The news that Saudi Arabia will pull its funding from LIV Golf at the end of 2026 should have been a death knell for the rebel circuit. Instead, it’s just the latest twist in a saga that has exposed golf’s hypocrisy—and its desperation.

LIV’s executives are now scrambling to find alternative funding, but the writing has been on the wall for years. The Saudi Public Investment Fund (PIF) didn’t bankroll LIV out of a love for the sport; it was a vanity project, a way to launder the kingdom’s reputation through the glitz of professional golf. And for a while, it worked. Players like Phil Mickelson and Dustin Johnson took the money, defended the regime’s human rights record, and told the world that golf was "bigger than politics."

But now the money’s drying up, and the same players who once dismissed critics as "jealous" are suddenly eyeing a return to the PGA Tour. The message is clear: principles were never part of the equation. LIV was always a transaction, and when the Saudis lose interest, so do the players.

The PGA Tour, for its part, has spent years decrying LIV as a threat to the sport’s integrity. Yet when the opportunity arose to welcome back the prodigal sons, it did so with open arms—proving that in golf, as in football, money talks louder than morality.


British tennis: a talent drain with no end in sight

Jack Draper’s latest injury setback—this time a knee problem that will keep him out of the French Open—isn’t just bad news for the 22-year-old Brit. It’s another symptom of a deeper malaise in British tennis: a system that produces talented players but fails to keep them healthy, let alone competitive at the highest level.

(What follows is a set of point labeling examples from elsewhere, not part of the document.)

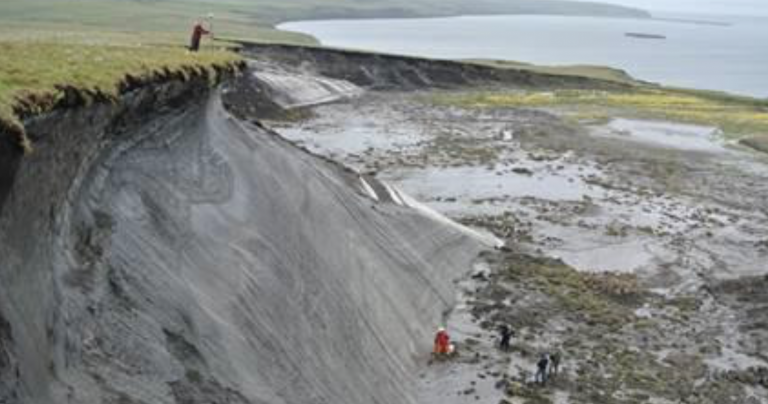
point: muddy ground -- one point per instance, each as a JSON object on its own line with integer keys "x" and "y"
{"x": 636, "y": 249}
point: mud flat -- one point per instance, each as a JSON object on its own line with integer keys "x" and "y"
{"x": 635, "y": 248}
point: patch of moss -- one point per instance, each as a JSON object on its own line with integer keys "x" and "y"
{"x": 35, "y": 76}
{"x": 597, "y": 299}
{"x": 737, "y": 117}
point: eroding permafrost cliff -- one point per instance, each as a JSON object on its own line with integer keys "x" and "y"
{"x": 161, "y": 251}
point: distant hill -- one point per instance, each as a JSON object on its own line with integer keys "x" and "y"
{"x": 255, "y": 19}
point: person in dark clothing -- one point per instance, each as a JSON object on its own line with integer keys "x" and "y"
{"x": 505, "y": 332}
{"x": 554, "y": 366}
{"x": 541, "y": 372}
{"x": 197, "y": 34}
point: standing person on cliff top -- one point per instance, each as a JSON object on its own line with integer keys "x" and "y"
{"x": 443, "y": 345}
{"x": 197, "y": 35}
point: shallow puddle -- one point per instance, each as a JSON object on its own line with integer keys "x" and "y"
{"x": 664, "y": 134}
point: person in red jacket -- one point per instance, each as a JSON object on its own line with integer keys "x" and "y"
{"x": 442, "y": 342}
{"x": 197, "y": 34}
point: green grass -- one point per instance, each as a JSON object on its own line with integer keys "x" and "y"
{"x": 737, "y": 117}
{"x": 33, "y": 72}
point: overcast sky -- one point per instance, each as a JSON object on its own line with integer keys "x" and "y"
{"x": 742, "y": 7}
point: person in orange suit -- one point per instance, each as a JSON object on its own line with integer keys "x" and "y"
{"x": 442, "y": 342}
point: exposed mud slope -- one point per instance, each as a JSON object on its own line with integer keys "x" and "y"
{"x": 400, "y": 72}
{"x": 175, "y": 255}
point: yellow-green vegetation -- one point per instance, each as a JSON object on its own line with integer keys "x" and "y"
{"x": 34, "y": 74}
{"x": 606, "y": 300}
{"x": 737, "y": 117}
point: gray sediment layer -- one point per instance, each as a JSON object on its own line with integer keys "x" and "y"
{"x": 162, "y": 251}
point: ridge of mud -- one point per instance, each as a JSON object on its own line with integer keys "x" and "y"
{"x": 383, "y": 71}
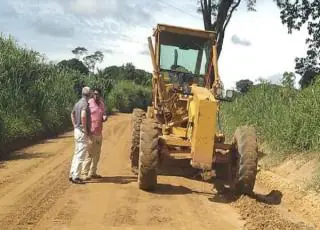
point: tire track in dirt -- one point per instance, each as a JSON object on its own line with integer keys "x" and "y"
{"x": 259, "y": 216}
{"x": 11, "y": 181}
{"x": 36, "y": 202}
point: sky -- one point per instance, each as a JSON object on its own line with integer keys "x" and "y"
{"x": 256, "y": 44}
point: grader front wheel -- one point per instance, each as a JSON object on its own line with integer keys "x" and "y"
{"x": 137, "y": 116}
{"x": 148, "y": 157}
{"x": 245, "y": 147}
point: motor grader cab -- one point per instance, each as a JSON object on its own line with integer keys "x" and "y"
{"x": 184, "y": 115}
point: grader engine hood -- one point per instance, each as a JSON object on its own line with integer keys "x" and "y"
{"x": 202, "y": 112}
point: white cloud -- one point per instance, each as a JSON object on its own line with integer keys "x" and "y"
{"x": 122, "y": 26}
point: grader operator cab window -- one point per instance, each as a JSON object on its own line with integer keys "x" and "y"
{"x": 185, "y": 57}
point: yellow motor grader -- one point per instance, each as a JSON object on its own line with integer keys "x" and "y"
{"x": 184, "y": 115}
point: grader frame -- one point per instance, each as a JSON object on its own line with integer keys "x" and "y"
{"x": 184, "y": 115}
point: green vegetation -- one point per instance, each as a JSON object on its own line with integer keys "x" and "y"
{"x": 286, "y": 119}
{"x": 36, "y": 98}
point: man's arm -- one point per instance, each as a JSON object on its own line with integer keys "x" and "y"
{"x": 73, "y": 118}
{"x": 105, "y": 117}
{"x": 84, "y": 121}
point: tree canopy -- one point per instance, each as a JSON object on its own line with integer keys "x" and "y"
{"x": 244, "y": 85}
{"x": 74, "y": 64}
{"x": 217, "y": 15}
{"x": 294, "y": 14}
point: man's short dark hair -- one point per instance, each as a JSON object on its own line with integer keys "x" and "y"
{"x": 97, "y": 89}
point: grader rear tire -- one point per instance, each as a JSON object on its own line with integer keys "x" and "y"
{"x": 245, "y": 143}
{"x": 148, "y": 157}
{"x": 137, "y": 116}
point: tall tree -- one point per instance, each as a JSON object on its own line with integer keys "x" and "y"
{"x": 217, "y": 14}
{"x": 91, "y": 60}
{"x": 74, "y": 64}
{"x": 295, "y": 14}
{"x": 288, "y": 79}
{"x": 243, "y": 86}
{"x": 79, "y": 51}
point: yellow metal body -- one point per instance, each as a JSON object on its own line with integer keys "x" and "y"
{"x": 186, "y": 120}
{"x": 202, "y": 115}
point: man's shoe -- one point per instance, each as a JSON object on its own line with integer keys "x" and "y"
{"x": 87, "y": 178}
{"x": 78, "y": 181}
{"x": 96, "y": 176}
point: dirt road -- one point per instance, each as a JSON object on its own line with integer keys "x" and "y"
{"x": 35, "y": 194}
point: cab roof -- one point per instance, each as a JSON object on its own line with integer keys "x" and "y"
{"x": 183, "y": 30}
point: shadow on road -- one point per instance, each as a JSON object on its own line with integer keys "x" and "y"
{"x": 272, "y": 198}
{"x": 114, "y": 180}
{"x": 23, "y": 156}
{"x": 168, "y": 189}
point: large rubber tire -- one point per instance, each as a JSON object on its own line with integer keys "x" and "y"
{"x": 149, "y": 155}
{"x": 246, "y": 163}
{"x": 137, "y": 116}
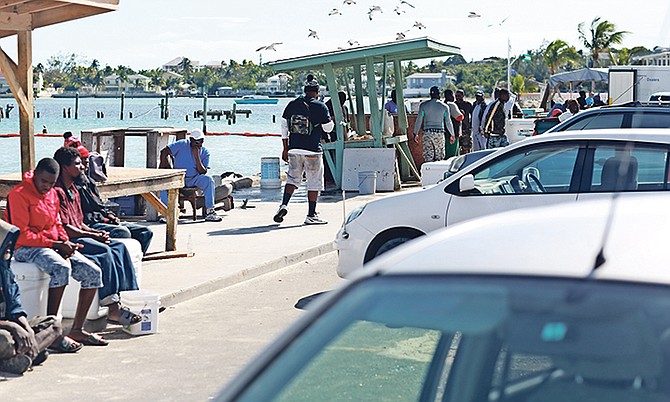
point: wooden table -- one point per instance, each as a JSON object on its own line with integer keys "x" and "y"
{"x": 133, "y": 181}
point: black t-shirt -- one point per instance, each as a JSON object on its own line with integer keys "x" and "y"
{"x": 318, "y": 114}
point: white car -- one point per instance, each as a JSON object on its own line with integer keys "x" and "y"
{"x": 579, "y": 312}
{"x": 549, "y": 169}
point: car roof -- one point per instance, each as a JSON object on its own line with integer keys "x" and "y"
{"x": 557, "y": 241}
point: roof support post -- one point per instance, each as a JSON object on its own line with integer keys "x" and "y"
{"x": 375, "y": 120}
{"x": 25, "y": 80}
{"x": 336, "y": 167}
{"x": 360, "y": 110}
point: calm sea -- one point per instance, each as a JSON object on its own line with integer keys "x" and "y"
{"x": 228, "y": 153}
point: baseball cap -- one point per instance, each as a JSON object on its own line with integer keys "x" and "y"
{"x": 197, "y": 134}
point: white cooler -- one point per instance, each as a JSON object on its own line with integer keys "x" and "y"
{"x": 34, "y": 286}
{"x": 69, "y": 304}
{"x": 433, "y": 172}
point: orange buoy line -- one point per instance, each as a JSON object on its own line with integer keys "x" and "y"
{"x": 245, "y": 134}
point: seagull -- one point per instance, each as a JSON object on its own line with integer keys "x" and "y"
{"x": 374, "y": 9}
{"x": 269, "y": 47}
{"x": 400, "y": 35}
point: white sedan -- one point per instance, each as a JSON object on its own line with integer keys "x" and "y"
{"x": 553, "y": 168}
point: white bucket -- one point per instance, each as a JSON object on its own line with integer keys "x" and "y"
{"x": 146, "y": 304}
{"x": 270, "y": 172}
{"x": 34, "y": 286}
{"x": 367, "y": 182}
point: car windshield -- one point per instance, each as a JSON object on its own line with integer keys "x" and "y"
{"x": 460, "y": 338}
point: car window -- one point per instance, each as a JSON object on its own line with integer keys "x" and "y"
{"x": 650, "y": 120}
{"x": 625, "y": 168}
{"x": 545, "y": 169}
{"x": 595, "y": 121}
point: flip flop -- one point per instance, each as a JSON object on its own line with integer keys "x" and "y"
{"x": 126, "y": 318}
{"x": 94, "y": 340}
{"x": 66, "y": 345}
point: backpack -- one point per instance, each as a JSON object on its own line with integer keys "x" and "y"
{"x": 299, "y": 123}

Draper’s case is particularly galling. After an eight-month layoff with an arm injury, he returned in February only to be felled by a knee issue. His story mirrors that of so many British players: flashes of brilliance, followed by long stretches of frustration. The problem isn’t a lack of talent; it’s a lack of infrastructure. While countries like Spain and France have robust development pathways that prioritize long-term health, Britain’s system remains reactive, not proactive.

And then there’s the elephant in the room: the Lawn Tennis Association (LTA). Despite pumping millions into the sport, the LTA’s track record is abysmal. For all the talk of "world-class facilities" and "elite coaching," Britain’s best players still struggle to break through consistently. Draper’s absence from Roland Garros won’t just hurt his ranking; it’s another missed opportunity for British tennis to prove it can compete with the best.

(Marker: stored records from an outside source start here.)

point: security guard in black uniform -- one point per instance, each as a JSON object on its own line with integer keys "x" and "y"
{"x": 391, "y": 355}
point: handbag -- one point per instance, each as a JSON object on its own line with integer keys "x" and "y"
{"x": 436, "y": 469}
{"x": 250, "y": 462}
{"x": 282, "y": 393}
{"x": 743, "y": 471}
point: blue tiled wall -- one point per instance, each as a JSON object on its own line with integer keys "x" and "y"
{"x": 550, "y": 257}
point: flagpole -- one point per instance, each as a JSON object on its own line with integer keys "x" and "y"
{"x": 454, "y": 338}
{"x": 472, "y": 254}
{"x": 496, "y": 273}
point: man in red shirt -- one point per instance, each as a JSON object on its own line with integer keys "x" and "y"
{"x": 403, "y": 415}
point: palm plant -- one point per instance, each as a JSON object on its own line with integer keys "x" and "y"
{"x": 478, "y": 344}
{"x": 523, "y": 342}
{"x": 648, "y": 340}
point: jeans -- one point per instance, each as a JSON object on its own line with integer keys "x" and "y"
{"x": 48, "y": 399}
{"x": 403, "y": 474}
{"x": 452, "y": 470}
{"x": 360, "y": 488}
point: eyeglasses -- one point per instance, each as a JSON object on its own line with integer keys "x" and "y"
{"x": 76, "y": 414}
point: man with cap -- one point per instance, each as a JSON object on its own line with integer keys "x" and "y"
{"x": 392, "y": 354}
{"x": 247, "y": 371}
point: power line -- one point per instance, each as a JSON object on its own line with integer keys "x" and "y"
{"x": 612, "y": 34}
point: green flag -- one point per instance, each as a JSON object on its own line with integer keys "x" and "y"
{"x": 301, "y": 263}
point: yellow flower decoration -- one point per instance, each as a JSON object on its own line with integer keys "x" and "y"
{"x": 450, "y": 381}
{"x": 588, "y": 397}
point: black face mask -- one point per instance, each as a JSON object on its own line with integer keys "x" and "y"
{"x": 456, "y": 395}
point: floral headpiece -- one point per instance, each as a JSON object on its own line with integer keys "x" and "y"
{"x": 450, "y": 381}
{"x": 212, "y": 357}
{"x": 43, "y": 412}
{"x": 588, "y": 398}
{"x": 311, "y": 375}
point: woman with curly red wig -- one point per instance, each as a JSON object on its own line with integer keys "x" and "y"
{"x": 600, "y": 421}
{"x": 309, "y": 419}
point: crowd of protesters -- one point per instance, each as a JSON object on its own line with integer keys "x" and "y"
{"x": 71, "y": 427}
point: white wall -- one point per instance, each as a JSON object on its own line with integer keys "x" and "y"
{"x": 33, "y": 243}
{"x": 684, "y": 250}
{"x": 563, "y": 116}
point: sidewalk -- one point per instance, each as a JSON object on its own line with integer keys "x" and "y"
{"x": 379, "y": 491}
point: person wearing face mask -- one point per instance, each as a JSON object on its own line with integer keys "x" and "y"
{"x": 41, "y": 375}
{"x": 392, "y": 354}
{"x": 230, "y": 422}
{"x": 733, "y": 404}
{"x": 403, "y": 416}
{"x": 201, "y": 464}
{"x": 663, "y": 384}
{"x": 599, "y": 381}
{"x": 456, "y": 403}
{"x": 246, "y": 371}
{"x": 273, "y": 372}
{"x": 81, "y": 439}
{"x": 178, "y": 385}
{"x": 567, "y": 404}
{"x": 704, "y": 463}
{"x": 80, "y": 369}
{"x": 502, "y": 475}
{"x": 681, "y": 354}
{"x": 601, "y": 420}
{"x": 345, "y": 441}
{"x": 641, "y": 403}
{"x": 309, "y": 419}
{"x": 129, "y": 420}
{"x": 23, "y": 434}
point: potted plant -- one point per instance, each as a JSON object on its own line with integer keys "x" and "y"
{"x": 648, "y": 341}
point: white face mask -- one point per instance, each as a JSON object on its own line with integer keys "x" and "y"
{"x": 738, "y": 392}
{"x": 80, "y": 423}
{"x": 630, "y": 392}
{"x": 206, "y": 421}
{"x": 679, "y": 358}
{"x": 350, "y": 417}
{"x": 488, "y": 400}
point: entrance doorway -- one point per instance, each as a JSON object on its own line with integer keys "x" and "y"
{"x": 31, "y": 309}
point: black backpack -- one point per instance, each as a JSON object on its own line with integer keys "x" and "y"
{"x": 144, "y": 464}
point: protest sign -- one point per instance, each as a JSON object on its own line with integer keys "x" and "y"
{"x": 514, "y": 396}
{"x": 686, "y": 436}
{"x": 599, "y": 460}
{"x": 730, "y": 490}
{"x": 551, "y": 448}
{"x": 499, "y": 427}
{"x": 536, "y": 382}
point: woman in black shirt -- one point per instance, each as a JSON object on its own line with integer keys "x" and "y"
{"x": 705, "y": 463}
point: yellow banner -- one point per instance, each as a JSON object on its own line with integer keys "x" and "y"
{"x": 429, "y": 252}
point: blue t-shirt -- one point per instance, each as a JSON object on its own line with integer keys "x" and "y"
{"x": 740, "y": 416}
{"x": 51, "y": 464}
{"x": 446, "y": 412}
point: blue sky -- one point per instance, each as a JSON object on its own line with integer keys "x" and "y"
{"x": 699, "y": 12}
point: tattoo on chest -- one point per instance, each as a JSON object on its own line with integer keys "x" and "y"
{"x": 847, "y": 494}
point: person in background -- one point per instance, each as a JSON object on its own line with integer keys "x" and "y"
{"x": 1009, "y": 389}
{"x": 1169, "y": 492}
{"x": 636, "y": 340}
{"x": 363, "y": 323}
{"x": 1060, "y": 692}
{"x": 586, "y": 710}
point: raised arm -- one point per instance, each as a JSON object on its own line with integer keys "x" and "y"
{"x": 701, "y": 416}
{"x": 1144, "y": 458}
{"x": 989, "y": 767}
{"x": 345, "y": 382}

What’s left when the game forgets itself?

Sport is supposed to be simple: a contest of skill, endurance, and will. But right now, it feels like a circus where the ringmaster keeps changing the rules. VAR in football, Saudi money in golf, a broken system in tennis—each is a symptom of the same disease: a loss of identity.

Atlético’s victory over Arsenal wasn’t just a win; it was a reminder that football is no longer about the best team winning, but the team that best exploits the system. LIV Golf’s collapse isn’t just the end of a rebel tour; it’s proof that money can buy everything—except integrity. And Jack Draper’s injury isn’t just bad luck; it’s the result of a system that values short-term gains over long-term success.

The question now is whether sport can rediscover its soul—or if it’s too far gone. Because right now, the only thing more broken than the games themselves is the idea that they’re still worth saving.